Please, Mr. Panda
Please, Mr. Panda, the delightful story from Steve Antony about a Panda who wants to give away his doughnuts but has trouble finding animals with manners, kicked off the 14th year of WILL-TV’s Book Mentor Project, a partnership between WILL, PNC’s Grow Up Great program and Champaign County Head Start.
As Mr. Panda travels through the story, he asks his animal friends patiently and politely if they would like a doughnut. A penguin, a skunk, and a whale all say “yes,” but they do not remember to say "please" or "thank you." The last animal friend Mr. Panda approaches says “Please, Mr. Panda,” and Mr. Panda is finally able to give away his doughnuts. The story helps little ones learn that there is a polite way to ask for something and to remember to use good manners. Steve Antony centered this story on a cute panda, his charming animal friends who are hungry for doughnuts, and a lesson on good manners. This book has black-and-white animals, plain background, and brightly colored doughnuts to grab little one’s attention and keep them engaged.

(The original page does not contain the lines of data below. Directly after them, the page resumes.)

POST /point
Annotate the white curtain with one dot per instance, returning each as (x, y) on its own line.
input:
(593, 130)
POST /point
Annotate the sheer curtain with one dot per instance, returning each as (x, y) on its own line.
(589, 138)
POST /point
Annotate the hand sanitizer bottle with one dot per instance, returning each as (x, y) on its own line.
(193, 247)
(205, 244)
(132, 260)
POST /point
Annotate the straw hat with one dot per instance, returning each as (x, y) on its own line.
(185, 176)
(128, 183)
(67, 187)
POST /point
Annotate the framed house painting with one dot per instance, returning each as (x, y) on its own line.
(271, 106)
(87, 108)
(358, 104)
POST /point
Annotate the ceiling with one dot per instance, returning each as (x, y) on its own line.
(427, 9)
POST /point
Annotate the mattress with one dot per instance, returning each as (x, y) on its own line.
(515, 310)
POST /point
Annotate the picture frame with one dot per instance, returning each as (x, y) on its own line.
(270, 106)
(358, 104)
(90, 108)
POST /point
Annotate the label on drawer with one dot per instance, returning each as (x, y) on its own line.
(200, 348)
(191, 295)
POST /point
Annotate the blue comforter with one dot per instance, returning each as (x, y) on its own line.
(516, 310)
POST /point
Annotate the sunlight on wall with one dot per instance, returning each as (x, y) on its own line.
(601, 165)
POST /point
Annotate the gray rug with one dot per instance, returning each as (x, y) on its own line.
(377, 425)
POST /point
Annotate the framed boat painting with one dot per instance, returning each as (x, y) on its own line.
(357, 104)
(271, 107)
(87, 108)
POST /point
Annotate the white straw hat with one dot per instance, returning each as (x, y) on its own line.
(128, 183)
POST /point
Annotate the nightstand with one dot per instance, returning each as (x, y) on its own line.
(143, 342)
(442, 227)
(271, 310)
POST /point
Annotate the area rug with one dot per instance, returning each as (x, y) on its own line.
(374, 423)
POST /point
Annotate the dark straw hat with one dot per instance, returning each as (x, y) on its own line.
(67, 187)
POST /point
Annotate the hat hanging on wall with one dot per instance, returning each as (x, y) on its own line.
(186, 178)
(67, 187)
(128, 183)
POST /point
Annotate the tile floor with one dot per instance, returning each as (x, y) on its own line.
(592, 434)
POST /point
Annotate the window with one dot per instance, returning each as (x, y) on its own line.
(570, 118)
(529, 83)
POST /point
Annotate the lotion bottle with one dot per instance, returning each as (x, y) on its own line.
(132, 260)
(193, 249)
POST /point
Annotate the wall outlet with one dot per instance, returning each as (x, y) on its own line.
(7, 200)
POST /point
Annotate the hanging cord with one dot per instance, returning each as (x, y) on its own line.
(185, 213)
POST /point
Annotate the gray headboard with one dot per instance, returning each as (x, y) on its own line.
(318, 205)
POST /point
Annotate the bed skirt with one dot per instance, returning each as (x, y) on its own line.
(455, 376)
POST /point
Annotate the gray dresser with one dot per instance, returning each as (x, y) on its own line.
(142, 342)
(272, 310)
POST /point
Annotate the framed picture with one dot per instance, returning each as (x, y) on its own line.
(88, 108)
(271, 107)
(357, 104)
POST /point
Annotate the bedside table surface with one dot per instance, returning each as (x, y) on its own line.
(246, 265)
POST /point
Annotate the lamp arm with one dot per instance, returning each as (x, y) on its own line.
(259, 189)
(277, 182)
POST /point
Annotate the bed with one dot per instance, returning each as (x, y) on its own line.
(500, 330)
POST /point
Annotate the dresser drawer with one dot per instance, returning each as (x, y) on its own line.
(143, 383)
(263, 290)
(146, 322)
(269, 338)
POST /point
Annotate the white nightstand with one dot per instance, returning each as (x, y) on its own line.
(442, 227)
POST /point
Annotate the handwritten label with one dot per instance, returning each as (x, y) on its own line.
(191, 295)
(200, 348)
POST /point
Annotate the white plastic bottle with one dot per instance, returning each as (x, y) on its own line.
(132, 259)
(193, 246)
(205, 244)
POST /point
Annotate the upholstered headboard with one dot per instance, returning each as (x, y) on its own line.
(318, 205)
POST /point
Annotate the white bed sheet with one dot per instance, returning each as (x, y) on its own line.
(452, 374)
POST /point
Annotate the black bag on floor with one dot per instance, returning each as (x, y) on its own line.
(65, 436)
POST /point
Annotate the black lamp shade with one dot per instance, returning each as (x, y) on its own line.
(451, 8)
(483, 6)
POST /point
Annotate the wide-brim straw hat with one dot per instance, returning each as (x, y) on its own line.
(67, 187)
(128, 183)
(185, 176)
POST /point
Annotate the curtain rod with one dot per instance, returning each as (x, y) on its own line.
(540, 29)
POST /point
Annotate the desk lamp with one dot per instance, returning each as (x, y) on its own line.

WILL-TV’s Book Mentor Project is designed to connect school, home, and community together. Last week, Book Mentor volunteers read Please, Mr. Panda to pre-kindergarten children at Head Start classrooms in Champaign, Savoy, Rantoul and Urbana. Once the reading was over, the classroom teacher led an activity where the children made hats and participated in a good manners activity. The children then took a copy of the book home to further engage with reading at home with their families.
Each month, families are given a flyer with suggestions to further engage with the book at home with their children. For Please, Mr. Panda, families were encouraged to read the story at home and then find ways to incorporate science and math into the story. For example, to engage in a science discussion, families could talk about how doughnuts are made (mixing of ingredients, adding heat to change composition), or talk about the animals that are in the story. To incorporate math with the book, children are encouraged to count the animals or the number of doughnuts they see in the book. These are just suggestions of how families can use the book while at home and we encourage families to come up with their own creative ideas as well.
The Book Mentor Project shares two gifts: the gift of reading and the gift of sharing time. As you can see, books can teach more than just reading skills; there are always opportunities to include the development of other foundational skills into a reading. We are excited to hear great things about this month’s reading from our mentors, teachers and parents!